В тот раз я с ним еще лично не познакомился, — сказал Фусия, — но услышал о нем.
— Ну и жизнь у тебя была, Фусия, — сказал Акилино. — Сколько ты всего видел, сколько путешествовал! Мне нравится слушать тебя, если бы ты знал, до чего это интересно! А тебе разве не нравится рассказывать мне все это? Так и время проходит быстрее, чувствуешь?
— Нет, старик, — сказал Фусия. — Ничего я не чувствую, кроме холода.

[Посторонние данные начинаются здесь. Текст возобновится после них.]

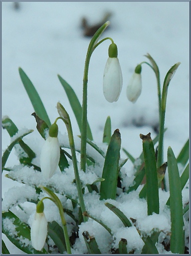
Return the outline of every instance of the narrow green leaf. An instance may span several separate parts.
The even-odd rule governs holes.
[[[46,130],[48,130],[48,126],[46,122],[44,121],[44,120],[40,119],[35,112],[32,113],[31,116],[34,116],[34,118],[35,118],[36,122],[36,128],[38,132],[40,134],[43,138],[45,140]]]
[[[78,137],[81,138],[80,135],[78,135]],[[96,145],[94,142],[92,142],[92,140],[89,140],[89,138],[87,139],[87,143],[90,145],[94,150],[95,150],[98,153],[99,153],[101,156],[102,156],[103,158],[105,158],[105,153],[104,152],[99,148],[98,146]]]
[[[155,73],[156,74],[157,79],[160,79],[160,72],[159,72],[159,70],[158,66],[155,60],[154,60],[154,58],[151,56],[149,54],[147,54],[146,55],[144,55],[145,57],[147,57],[149,60],[151,62],[152,66],[153,68],[153,70],[155,72]]]
[[[181,178],[177,160],[170,146],[168,149],[168,166],[171,220],[171,250],[183,253],[183,216]]]
[[[4,151],[3,154],[2,156],[2,170],[3,169],[5,164],[6,162],[6,161],[8,159],[8,158],[10,154],[10,153],[12,150],[13,146],[15,144],[21,140],[21,138],[23,138],[24,136],[26,136],[28,134],[30,134],[31,132],[32,132],[33,130],[29,130],[27,132],[25,132],[25,134],[22,134],[21,136],[19,136],[19,137],[17,137],[14,140],[13,140],[10,145],[8,146],[7,149]]]
[[[31,246],[26,246],[25,244],[21,244],[20,243],[20,238],[24,238],[30,240],[30,229],[29,226],[24,222],[22,222],[20,219],[10,210],[2,214],[2,220],[8,218],[15,226],[15,230],[17,232],[17,235],[11,236],[9,232],[5,229],[3,224],[2,226],[2,232],[7,236],[9,240],[17,248],[24,252],[27,254],[46,254],[47,252],[44,248],[41,251],[36,250],[34,248],[31,248]]]
[[[7,116],[4,116],[2,119],[2,128],[6,130],[10,137],[12,137],[18,131],[14,122]]]
[[[182,190],[185,188],[189,178],[189,163],[187,164],[181,177]]]
[[[174,76],[177,68],[179,68],[180,62],[178,62],[175,64],[167,72],[167,74],[165,78],[163,88],[163,93],[162,98],[162,111],[165,111],[166,106],[167,104],[167,92],[169,86],[170,82],[171,81],[173,77]]]
[[[94,236],[90,236],[87,231],[82,233],[89,254],[101,254],[96,240]]]
[[[2,127],[3,129],[6,129],[9,136],[12,137],[17,132],[18,130],[14,122],[8,116],[5,116],[2,120]],[[33,158],[36,157],[35,154],[32,150],[22,140],[18,142],[20,146],[23,150],[26,153],[28,158],[23,158],[22,160],[19,160],[20,162],[25,164],[24,161],[28,163],[30,163]]]
[[[22,84],[34,108],[36,114],[40,119],[44,120],[48,126],[51,126],[50,121],[38,92],[32,82],[21,68],[19,68],[18,71]]]
[[[179,156],[177,157],[177,160],[178,164],[181,164],[183,166],[185,166],[189,159],[189,138],[185,143],[183,148],[181,150]]]
[[[185,214],[186,212],[189,210],[189,204],[187,204],[186,206],[185,207],[185,208],[184,208],[183,210],[183,215]]]
[[[63,146],[62,146],[62,147],[64,148]],[[67,146],[65,145],[64,145],[64,148],[69,148],[69,149],[71,150],[71,148],[70,146]],[[76,148],[75,148],[75,151],[76,151],[77,152],[78,152],[79,153],[80,153],[80,152],[81,152],[80,150],[77,150]],[[94,160],[94,159],[93,158],[92,158],[91,156],[88,156],[88,154],[87,155],[87,158],[88,158],[88,160],[90,160],[93,164],[95,164],[96,162]]]
[[[111,123],[110,116],[108,116],[105,122],[103,136],[103,142],[109,144],[111,137]]]
[[[78,123],[80,132],[81,133],[82,115],[82,106],[76,94],[71,86],[59,74],[58,74],[58,77],[66,92],[71,107],[76,118],[77,122]],[[90,140],[93,140],[92,134],[88,122],[87,122],[87,138]]]
[[[185,230],[183,230],[183,254],[185,254]]]
[[[126,154],[127,156],[128,156],[129,158],[131,161],[133,162],[133,164],[135,161],[135,158],[129,153],[126,150],[125,148],[122,148],[123,151]]]
[[[48,235],[54,241],[60,254],[63,254],[66,251],[63,229],[55,220],[48,224]]]
[[[167,163],[165,162],[162,166],[157,169],[157,178],[158,182],[159,187],[161,184],[162,181],[165,178],[166,170],[167,167]],[[143,188],[139,193],[140,198],[147,198],[147,184],[145,184]]]
[[[188,164],[187,166],[187,167],[185,168],[185,170],[182,174],[181,176],[181,188],[182,190],[184,188],[186,184],[187,184],[188,180],[189,178],[189,164]],[[167,206],[170,206],[170,198],[169,198],[168,200],[166,202]]]
[[[127,250],[127,240],[122,238],[119,242],[119,250],[120,254],[128,254]]]
[[[139,194],[139,198],[147,198],[147,184],[145,184]]]
[[[2,239],[2,254],[10,254],[7,248],[4,241]]]
[[[65,156],[64,150],[62,148],[60,148],[60,158],[58,166],[61,172],[63,172],[65,168],[69,167],[68,161]]]
[[[140,138],[143,140],[147,180],[148,214],[152,215],[153,212],[159,214],[159,188],[155,152],[150,132],[147,135],[140,134]]]
[[[105,205],[109,208],[113,212],[114,212],[122,222],[125,226],[130,227],[132,226],[131,223],[121,210],[118,209],[116,206],[113,206],[109,202],[106,202]]]
[[[128,159],[128,158],[126,158],[126,159],[125,159],[123,162],[121,162],[119,166],[119,170],[120,170],[121,168],[127,162]]]
[[[117,129],[111,138],[105,157],[102,173],[105,180],[101,182],[100,200],[116,198],[121,143],[121,134]]]
[[[144,178],[145,174],[145,167],[143,168],[142,170],[141,170],[136,175],[135,178],[134,180],[134,183],[135,184],[132,186],[130,186],[128,190],[127,191],[127,193],[129,194],[131,191],[133,191],[133,190],[137,190],[140,184],[141,184],[142,181],[143,180],[143,178]],[[146,190],[147,190],[146,188]],[[147,190],[146,190],[147,194]],[[139,194],[139,196],[140,198],[143,198],[140,196],[140,194]]]
[[[147,250],[147,252],[141,252],[141,254],[159,254],[159,252],[155,246],[155,243],[153,242],[150,236],[148,236],[146,238],[143,237],[142,240],[145,246],[144,250]]]
[[[112,236],[112,232],[111,230],[111,228],[108,228],[107,225],[106,225],[104,223],[103,223],[102,220],[98,220],[97,218],[93,217],[91,215],[90,215],[87,212],[83,212],[83,216],[85,216],[86,217],[88,217],[88,218],[91,218],[95,222],[97,222],[100,225],[101,225],[102,226],[103,226],[108,232]]]
[[[167,130],[167,128],[165,128],[165,129],[164,129],[164,133]],[[158,134],[153,140],[153,143],[154,146],[159,141],[159,134]],[[140,170],[140,168],[141,168],[143,162],[144,162],[144,160],[143,151],[142,151],[142,152],[141,152],[140,156],[138,158],[138,159],[140,159],[141,160],[140,164],[139,164],[137,165],[136,166],[134,166],[134,168],[135,168],[137,170],[137,172],[138,172]]]

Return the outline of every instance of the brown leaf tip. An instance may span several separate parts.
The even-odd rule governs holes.
[[[147,135],[143,135],[143,134],[140,134],[140,136],[142,140],[151,140],[151,132],[149,132],[148,134],[147,134]]]

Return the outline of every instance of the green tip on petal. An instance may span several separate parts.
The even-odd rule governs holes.
[[[108,49],[109,57],[110,58],[117,58],[117,46],[114,43],[111,44]]]
[[[137,74],[140,74],[141,73],[141,65],[140,65],[140,64],[139,64],[139,65],[137,65],[137,66],[135,68],[135,72]]]
[[[44,212],[44,204],[43,202],[40,200],[36,205],[36,212],[37,214],[41,214]]]
[[[50,137],[57,138],[58,136],[58,126],[56,124],[53,124],[50,127],[50,129],[49,130],[49,135]]]

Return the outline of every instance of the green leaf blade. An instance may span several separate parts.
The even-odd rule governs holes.
[[[183,216],[181,178],[177,160],[171,147],[167,153],[171,220],[171,250],[183,254]]]
[[[63,229],[55,220],[48,224],[48,235],[54,241],[61,254],[66,251]]]
[[[103,136],[103,142],[109,144],[111,137],[111,123],[110,116],[108,116],[105,122]]]
[[[90,236],[87,231],[82,233],[89,254],[101,254],[96,240],[94,236]]]
[[[128,228],[132,226],[131,223],[124,214],[116,206],[109,202],[106,202],[105,205],[121,220],[125,226]]]
[[[117,129],[111,137],[105,157],[102,176],[105,180],[101,183],[100,200],[116,198],[121,144],[121,134]]]
[[[185,143],[177,157],[177,163],[185,166],[189,159],[189,138]]]
[[[119,242],[119,250],[120,254],[128,254],[127,250],[127,240],[122,238]]]
[[[13,146],[15,144],[18,143],[19,141],[24,136],[26,136],[28,134],[30,134],[31,132],[33,132],[33,130],[29,130],[27,132],[25,132],[22,135],[21,135],[19,137],[17,138],[14,140],[13,140],[10,145],[8,146],[8,148],[6,148],[6,150],[4,151],[2,156],[2,172],[3,170],[3,168],[5,166],[5,165],[6,164],[6,161],[7,160],[10,154],[10,153],[12,150]]]
[[[2,239],[2,254],[10,254],[7,248],[4,241]]]
[[[44,120],[48,126],[51,126],[50,121],[38,92],[32,82],[22,69],[21,68],[19,68],[18,71],[22,84],[33,106],[35,112],[40,119]]]
[[[143,150],[147,180],[148,214],[159,214],[159,196],[155,152],[149,132],[140,134],[143,140]]]
[[[71,107],[78,124],[80,132],[81,133],[82,116],[82,106],[76,94],[71,86],[59,74],[58,75],[58,77],[68,97],[69,102],[70,102]],[[90,140],[93,140],[92,134],[88,122],[87,122],[87,138]]]

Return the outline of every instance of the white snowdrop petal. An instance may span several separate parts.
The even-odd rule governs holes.
[[[141,75],[134,72],[127,87],[127,96],[129,100],[135,103],[140,96],[142,89]]]
[[[47,224],[44,212],[35,212],[30,230],[30,238],[33,247],[37,250],[43,248],[47,234]]]
[[[56,137],[48,137],[42,148],[40,168],[45,178],[51,178],[55,173],[60,159],[60,147]]]
[[[108,102],[117,102],[122,84],[122,74],[118,58],[108,58],[104,69],[103,84],[103,94]]]

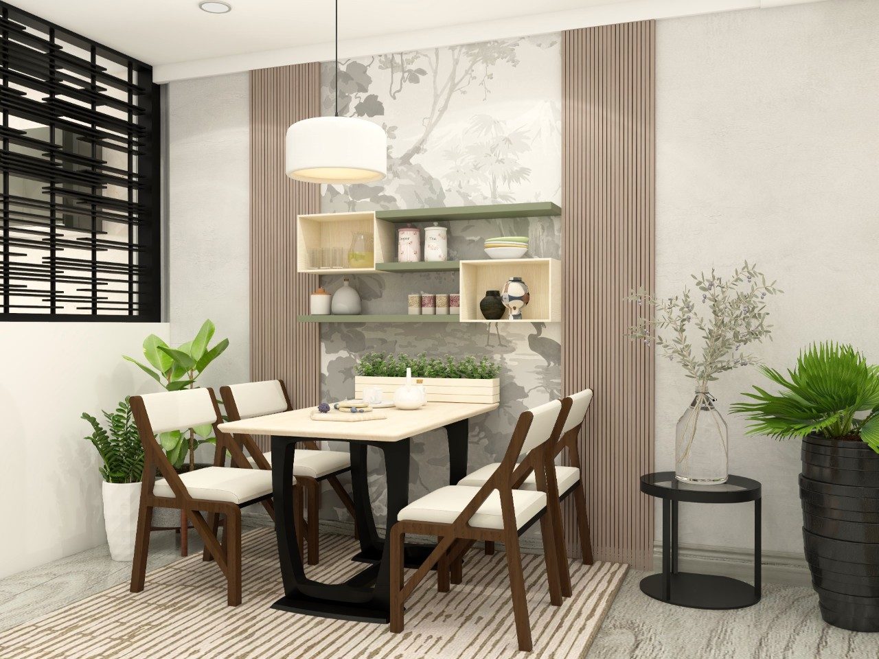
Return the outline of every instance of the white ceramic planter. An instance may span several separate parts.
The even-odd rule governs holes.
[[[113,561],[128,561],[134,556],[137,511],[141,504],[141,483],[102,483],[104,527]]]
[[[413,378],[425,386],[428,402],[500,402],[500,379],[468,380],[467,378]],[[354,396],[363,397],[366,387],[380,387],[386,400],[393,400],[394,392],[406,384],[405,378],[374,378],[354,376]]]

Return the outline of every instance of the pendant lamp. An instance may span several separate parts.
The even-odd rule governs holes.
[[[381,126],[338,116],[338,0],[336,0],[336,115],[287,129],[285,171],[308,183],[369,183],[388,175],[388,136]]]

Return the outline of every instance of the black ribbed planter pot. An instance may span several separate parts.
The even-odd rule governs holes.
[[[801,455],[803,536],[821,617],[879,632],[879,453],[810,436]]]

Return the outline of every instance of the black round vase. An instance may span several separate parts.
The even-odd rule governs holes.
[[[810,436],[802,458],[803,537],[821,617],[879,632],[879,453]]]
[[[486,291],[485,297],[479,301],[479,310],[487,321],[500,320],[506,310],[500,299],[500,291]]]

Приезжие не знают внутренней жизни города. Что им ненавистно в Пьюре? Ее уединенность, просторы песков, отделяющие ее от остальной страны, отсутствие дорог, необходимость отмахивать длиннейшие концы верхом на лошади под палящим солнцем, засады бандитов. Они останавливаются в гостинице «Северная звезда» на Пласа де Армас — обшарпанном здании не выше павильона, в котором по воскресеньям играет военный оркестр и в тени которого располагаются нищие и чистильщики обуви, и им приходится сидеть там взаперти с пяти часов вечера, глядя сквозь занавески, как песок завладевает безлюдным городом. В буфете «Северной звезды» они напиваются до потери сознания. «Здесь не то что в Лиме, — говорят они, — негде развлечься; пьюранцы — люди неплохие, но уж такие бирюки, такие домоседы». Им подавай притоны, пылающие огнями всю ночь, где они могли бы прожигать жизнь, спуская свои барыши. Поэтому, уехав, они плохо говорят об этом городе, даже доходят до клеветы. А разве есть люди более гостеприимные и сердечные, чем жители Пьюры? Они встречают приезжих как родных и наперебой предлагают остановиться у них, когда в гостинице нет мест. Этих торговцев скотом и агентов по закупке хлопка, уже не говоря о каждом представителе власти, который приезжает в Пьюру, первые люди в городе развлекают как только могут: устраивают в их честь охоту на косуль в горах Чулуканаса, возят их по поместьям, угощают пачаманкой. Ворота Кастильи и Мангачерии открыты для индейцев, которые покидают горы и приходят в город, голодные и оробелые, для знахарей, изгнанных из деревень священниками, для мелочных торговцев, решивших попытать счастья в Пьюре. Бедняки, промышляющие чичей, водовозы, поливщики хлопка дружески принимают их и делят с ними свою еду и свое ранчо. Покидая Пьюру, приезжие всегда увозят с собою подарки. Но ничто их не радует; они изголодались по женщинам, и им невыносимы пьюранские ночи, когда все мертво, только песок сыплется с неба.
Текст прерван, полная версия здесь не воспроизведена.